Anayoldan Ula’ya giderken solunuzda kalan fabrika binasına gelmeden sola
dönerseniz bir iki dakika sonra küçük bir gölet, beş-on dakika sonra da
içinde küçük bir adacığı da olan biraz daha büyük bir başka gölet
göreceksiniz. İkincisinin kıyısında bir de lokanta var.
AKYAKA VE GÖKOVA KÖRFEZİ
Muğla-Marmaris yolunun 15. km’sinde başlayan Sakar Geçidi’nden ovaya doğru
kıvrılarak inen 7 km’lik yolu ya giderken ya da dönerken günışığında
geçmelisiniz. Ovanın ve Gökova Körfezi’nin manzarası gerçekten
başdöndürücüdür. Yol kenarında manzara seyretmek için park yerleri vardır.

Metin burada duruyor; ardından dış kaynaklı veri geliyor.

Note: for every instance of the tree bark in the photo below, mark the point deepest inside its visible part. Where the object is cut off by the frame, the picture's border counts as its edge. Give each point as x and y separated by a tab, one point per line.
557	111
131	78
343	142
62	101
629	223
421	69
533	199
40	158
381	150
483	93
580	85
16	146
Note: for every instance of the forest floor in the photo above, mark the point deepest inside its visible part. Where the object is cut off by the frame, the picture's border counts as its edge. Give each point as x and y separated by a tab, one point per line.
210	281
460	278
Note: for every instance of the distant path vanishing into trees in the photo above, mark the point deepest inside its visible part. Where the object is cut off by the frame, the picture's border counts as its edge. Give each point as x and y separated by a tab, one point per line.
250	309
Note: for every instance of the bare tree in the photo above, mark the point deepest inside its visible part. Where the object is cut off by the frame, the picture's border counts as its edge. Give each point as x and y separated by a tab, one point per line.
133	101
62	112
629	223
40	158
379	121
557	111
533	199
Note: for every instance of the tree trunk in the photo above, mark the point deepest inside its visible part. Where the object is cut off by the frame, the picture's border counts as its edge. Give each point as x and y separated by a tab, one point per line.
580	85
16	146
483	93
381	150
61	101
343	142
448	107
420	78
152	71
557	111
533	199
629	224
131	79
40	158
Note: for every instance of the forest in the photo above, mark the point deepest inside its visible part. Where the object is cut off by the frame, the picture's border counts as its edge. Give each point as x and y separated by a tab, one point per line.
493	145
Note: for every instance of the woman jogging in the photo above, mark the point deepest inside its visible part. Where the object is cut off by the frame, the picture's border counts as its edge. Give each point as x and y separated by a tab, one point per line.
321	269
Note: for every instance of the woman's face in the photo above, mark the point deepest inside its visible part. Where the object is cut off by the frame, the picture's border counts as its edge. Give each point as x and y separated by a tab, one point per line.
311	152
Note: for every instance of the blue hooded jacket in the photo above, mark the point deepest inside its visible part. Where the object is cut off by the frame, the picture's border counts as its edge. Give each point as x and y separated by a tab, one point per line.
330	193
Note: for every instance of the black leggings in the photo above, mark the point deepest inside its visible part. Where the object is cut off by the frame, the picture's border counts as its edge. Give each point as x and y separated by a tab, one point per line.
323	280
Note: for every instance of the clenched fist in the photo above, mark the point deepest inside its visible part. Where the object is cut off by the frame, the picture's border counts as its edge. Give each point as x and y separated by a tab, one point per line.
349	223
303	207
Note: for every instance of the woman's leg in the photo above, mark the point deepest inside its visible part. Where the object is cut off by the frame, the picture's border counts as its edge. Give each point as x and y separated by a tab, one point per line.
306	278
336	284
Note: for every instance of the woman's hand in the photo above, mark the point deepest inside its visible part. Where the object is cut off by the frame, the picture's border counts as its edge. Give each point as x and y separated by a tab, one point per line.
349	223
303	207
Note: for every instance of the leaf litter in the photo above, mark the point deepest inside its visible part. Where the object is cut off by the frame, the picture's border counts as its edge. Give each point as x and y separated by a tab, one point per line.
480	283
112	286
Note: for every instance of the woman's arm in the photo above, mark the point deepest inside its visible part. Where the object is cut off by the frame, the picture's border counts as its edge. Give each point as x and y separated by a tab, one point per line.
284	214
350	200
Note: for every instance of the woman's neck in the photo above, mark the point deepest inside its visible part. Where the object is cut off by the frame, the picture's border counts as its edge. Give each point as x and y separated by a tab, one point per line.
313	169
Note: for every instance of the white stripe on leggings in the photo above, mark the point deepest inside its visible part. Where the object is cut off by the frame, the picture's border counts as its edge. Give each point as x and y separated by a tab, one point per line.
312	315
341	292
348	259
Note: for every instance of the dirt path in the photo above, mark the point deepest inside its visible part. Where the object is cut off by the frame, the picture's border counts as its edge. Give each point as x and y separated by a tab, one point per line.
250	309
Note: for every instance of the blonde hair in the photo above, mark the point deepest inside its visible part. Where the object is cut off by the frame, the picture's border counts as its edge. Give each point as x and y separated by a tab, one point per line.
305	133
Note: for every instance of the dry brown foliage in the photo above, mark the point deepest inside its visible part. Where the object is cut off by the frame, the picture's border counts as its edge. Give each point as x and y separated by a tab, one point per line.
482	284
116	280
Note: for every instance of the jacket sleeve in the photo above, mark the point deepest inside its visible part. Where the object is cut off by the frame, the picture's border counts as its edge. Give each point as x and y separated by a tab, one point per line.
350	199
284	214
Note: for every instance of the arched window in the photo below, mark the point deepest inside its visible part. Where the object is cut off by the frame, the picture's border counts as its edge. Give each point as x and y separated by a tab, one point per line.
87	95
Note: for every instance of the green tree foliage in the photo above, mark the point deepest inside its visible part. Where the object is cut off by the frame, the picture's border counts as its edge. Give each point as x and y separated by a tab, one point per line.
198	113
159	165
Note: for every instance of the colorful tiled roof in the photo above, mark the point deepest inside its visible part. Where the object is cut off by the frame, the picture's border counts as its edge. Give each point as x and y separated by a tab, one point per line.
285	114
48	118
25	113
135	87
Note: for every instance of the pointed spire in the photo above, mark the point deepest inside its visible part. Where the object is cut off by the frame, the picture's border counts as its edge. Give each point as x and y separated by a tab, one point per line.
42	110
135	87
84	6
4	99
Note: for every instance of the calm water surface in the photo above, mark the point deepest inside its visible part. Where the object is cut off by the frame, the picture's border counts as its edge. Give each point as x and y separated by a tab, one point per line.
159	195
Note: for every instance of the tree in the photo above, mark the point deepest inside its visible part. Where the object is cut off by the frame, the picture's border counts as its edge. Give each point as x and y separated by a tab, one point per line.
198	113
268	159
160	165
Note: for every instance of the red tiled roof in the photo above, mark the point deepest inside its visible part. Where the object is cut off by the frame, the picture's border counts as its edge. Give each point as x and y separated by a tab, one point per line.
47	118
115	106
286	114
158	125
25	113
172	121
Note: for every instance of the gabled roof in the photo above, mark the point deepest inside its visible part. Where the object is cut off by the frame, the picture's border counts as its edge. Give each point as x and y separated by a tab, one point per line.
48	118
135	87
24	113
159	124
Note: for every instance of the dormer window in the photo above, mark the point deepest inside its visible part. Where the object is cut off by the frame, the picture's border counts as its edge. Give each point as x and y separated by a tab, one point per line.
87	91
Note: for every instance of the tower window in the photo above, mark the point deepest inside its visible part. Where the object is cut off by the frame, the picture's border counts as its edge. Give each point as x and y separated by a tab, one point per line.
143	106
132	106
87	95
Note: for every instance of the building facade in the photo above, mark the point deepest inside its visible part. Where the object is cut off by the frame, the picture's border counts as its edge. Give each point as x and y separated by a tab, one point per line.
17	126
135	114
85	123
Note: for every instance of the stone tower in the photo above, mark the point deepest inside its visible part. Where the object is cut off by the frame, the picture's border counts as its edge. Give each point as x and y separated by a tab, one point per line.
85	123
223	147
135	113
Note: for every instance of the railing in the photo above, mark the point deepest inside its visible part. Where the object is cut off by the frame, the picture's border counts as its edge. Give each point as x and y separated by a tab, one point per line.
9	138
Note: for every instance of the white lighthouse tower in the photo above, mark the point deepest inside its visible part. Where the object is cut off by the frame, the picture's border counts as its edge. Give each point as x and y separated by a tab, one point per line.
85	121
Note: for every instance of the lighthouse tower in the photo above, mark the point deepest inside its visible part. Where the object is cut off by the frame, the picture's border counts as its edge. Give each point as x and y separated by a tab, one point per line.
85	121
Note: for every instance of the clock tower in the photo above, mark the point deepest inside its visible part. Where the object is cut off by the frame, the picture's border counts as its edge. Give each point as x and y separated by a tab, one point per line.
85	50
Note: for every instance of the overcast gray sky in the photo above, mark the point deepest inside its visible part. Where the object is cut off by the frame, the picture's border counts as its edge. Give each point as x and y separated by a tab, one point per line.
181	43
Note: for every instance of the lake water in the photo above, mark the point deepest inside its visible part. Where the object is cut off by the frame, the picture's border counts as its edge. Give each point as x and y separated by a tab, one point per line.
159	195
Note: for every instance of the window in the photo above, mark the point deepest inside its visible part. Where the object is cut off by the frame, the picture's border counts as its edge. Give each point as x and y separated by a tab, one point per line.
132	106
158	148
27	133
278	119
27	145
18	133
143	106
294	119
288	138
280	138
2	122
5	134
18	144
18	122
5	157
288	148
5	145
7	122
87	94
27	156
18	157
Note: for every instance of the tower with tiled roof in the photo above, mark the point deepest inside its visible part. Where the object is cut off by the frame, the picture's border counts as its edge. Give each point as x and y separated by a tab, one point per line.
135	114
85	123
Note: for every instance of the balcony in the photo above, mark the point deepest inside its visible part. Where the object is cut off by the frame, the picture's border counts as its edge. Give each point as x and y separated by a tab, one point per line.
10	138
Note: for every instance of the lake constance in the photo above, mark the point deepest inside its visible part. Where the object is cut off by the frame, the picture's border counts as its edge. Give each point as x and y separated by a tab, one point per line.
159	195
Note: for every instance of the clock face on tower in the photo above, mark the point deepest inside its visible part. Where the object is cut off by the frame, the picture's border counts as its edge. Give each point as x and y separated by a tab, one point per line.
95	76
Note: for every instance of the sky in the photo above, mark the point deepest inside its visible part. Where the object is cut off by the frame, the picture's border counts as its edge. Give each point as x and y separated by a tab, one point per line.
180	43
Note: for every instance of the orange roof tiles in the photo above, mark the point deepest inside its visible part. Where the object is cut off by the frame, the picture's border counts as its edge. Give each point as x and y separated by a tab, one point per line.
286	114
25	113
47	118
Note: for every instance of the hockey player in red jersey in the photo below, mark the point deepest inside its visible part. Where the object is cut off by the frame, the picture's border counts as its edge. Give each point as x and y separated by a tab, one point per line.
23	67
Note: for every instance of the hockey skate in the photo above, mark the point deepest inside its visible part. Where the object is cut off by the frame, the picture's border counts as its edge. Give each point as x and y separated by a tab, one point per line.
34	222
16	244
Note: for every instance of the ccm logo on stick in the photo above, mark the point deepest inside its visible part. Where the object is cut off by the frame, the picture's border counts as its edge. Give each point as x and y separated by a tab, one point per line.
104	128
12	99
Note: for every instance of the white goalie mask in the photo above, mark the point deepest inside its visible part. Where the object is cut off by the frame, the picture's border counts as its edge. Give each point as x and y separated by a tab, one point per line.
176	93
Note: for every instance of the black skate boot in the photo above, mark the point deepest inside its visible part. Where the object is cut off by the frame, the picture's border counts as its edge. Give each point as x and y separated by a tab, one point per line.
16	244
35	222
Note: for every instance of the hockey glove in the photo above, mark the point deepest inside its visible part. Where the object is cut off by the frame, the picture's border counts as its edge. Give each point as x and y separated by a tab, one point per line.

Aracınızı kenara çekin ve düşlere dalın. Körfez çoğu zaman sisler içindedir
ve daha da düşsel bir manzara sunar.
Bu manzarayı NET’in iniş yolu üzerindeki gazinosunda yemek ya da dinlenme
molası vererek de seyredebilirsiniz.
Bu virajlı yol ovaya inerken Akyaka’ya ayrılıyor. Sağa dönüp çamlar
arasından Akyaka’ya giriyorsunuz.
Bu sapağı geçerseniz, Marmaris-Muğla kavşağından sola dönün. (Marmaris
tarafına değil) Bu yolun bitiminde sola dönüp Azmak denilen pırıl pırıl
dereyi izleyin. Akyaka’nın özel mimarisi hemen dikkatinizi çekecektir.
Sağınızda solunuzda ahşap yapıların en
güzelleri sıralanıyor. Özenmemek, imrenmemek zor.
Hani kamyonların arkasına yazılan yazlardan birinde Nazar etme ne olur,
çalış, senin de olur. yazar ya, o misal, haset etmeyin, sizin olmasa da bu
evlerde bir kaç gece konaklayabilirsiniz. Akyaka’nın otelleri,
pansiyonlarının çoğu bu güzelim mimarinin, bir kısmı da Nail Çakırhan’ın
yapısıdır. Çağıl çağıl akan ve içinde ördeklerin, kazların oynaştığı dere
kimi otellerin, evlerin bahçelerinin içine girip çıkar. Denize ulaşınca
başka bir maceraya başlar.
Akyaka şehir merkezi içine girip orman alanına doğru ilerlerken sola
dönerseniz plaja çıkarsınız. Deniz sığ ve dalgalı olduğu için biraz
bulanıktır. Azmak derenin denizle buluştuğu noktadır burası. Dilerseniz
tekneyle Azmak’a girebilir ve berrak suda kocaman tatlısu balıklarını
seyredebilirsiniz.
Şehir merkezinin hemen yanıbaşında başlar yemyeşil çam ormanı. Orman Genel
Müdürlüğü tarafından düzenlenen kamp ve piknik alanında bir lokanta var.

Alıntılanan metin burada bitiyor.